09. September 2018, 09:00 Uhr

Kleinlinden

Raue Schale, feiner Kerl

Nach 19 Jahren im Freibad Kleinlinden geht Schwimmmeister Heinrich Link in den Ruhestand – und wird überrascht.
09. September 2018, 09:00 Uhr
Schwimmmeister Heinrich Link (links) wird von mehreren treuen Stammgästen des Kleinlindener Freibades mit Geschenken in den Ruhestand verabschiedet. (Foto: jri)

»Das ist ja der Wahnsinn, ich bin ganz gerührt.« Völlig überrascht nimmt Schwimmmeister Heinrich Link in seiner letzten Arbeitswoche im Kleinlindener Freibad einen Korb mit mehreren Sorten Hausmacher Wurst sowie ein Geldgeschenk entgegen. Überbringer dieser Gaben sind mehrere Familien aus Kleinlinden, die regelmäßig ins Freibad gehen, die »ihren« Heinrich schon lange als Bademeister kennen und ihn jetzt – nach 19 Jahren als Schwimmmeister in Kleinlinden – in den Ruhestand verabschieden. »Danke für die schöne Zeit und für die schönen Jahre«, sagt Gabriele Werner zu Heinrich Link, als sie dem 65-Jährigen die Geschenke übergibt.

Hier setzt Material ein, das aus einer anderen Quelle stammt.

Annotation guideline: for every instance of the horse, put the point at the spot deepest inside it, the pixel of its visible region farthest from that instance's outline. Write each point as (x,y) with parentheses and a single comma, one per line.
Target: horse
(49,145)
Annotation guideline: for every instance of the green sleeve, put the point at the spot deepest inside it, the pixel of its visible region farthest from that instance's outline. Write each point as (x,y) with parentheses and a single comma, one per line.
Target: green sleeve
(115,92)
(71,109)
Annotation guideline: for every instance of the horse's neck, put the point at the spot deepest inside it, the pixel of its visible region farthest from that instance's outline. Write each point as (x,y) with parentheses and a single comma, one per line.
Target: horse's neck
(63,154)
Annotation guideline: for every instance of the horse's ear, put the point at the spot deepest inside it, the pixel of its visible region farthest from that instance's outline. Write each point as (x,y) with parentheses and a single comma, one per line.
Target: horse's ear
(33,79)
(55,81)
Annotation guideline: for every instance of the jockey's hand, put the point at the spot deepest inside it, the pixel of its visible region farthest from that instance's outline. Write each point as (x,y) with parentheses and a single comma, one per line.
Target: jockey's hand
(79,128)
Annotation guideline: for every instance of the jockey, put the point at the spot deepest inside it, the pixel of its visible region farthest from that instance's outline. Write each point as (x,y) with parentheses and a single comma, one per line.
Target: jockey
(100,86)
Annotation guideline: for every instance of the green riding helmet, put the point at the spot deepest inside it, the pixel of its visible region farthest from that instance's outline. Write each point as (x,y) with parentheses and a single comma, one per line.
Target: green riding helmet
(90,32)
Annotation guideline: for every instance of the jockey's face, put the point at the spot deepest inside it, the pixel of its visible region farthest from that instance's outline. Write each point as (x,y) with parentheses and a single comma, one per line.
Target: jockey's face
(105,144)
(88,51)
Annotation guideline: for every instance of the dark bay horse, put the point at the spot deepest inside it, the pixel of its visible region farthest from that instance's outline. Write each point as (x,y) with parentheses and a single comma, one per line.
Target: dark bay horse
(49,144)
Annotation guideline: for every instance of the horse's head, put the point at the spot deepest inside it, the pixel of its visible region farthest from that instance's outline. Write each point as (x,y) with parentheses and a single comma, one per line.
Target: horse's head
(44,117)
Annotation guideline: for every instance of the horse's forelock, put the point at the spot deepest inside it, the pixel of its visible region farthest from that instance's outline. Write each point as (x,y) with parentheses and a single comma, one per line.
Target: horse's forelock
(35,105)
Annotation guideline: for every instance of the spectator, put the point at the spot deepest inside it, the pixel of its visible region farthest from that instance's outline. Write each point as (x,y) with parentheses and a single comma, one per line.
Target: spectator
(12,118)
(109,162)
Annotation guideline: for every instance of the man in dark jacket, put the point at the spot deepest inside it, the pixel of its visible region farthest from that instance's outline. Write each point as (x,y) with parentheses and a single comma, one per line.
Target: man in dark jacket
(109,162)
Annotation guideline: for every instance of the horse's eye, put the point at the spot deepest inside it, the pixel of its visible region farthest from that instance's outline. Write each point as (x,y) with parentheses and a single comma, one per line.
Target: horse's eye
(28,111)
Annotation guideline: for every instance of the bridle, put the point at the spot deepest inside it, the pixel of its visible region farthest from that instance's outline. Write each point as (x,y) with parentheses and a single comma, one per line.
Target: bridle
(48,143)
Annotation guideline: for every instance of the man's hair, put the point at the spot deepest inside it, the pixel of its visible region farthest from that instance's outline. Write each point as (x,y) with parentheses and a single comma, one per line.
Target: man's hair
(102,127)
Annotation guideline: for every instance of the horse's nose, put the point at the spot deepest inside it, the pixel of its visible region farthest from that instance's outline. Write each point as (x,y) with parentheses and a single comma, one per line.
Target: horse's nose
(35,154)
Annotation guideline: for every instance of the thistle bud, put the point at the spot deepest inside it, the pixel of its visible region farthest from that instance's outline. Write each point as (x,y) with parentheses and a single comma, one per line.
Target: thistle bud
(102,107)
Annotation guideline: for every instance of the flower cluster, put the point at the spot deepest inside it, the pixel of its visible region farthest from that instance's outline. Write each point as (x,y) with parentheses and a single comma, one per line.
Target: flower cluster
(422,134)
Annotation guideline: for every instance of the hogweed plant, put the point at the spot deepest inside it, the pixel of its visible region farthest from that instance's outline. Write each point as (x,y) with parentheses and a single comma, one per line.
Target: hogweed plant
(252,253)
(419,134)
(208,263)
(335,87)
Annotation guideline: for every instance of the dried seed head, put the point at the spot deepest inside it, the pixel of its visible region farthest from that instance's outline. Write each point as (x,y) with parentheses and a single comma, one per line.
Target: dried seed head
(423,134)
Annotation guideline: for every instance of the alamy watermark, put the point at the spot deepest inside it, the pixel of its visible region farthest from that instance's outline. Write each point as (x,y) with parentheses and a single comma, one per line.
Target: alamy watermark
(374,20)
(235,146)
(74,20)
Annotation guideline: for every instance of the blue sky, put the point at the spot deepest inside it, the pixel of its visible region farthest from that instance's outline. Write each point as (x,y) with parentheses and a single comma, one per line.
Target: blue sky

Die an der Überraschungs-Aktion beteiligten Familien kommen in den Sommermonaten fast täglich ins Kleinlindener Freibad. Sie sind in einer Whatts-App-Gruppe vereint, die den Namen »Sommer-Domizil« trägt, weil das Freibad in der warmen Jahreszeit ihr zweites Zuhause ist. »Wir sind mit Heinrich immer gut klargekommen und werden ihn als Schwimmmeister sehr vermissen. Er hat zwar manchmal eine raue Schale, ist aber insgesamt ein sehr feiner Kerl«, meinen Jeanette Lubbadeh und Manuela Drexler-Krklec. Drexler-Krklec hatte die Idee zu dem Abschieds-Geschenk.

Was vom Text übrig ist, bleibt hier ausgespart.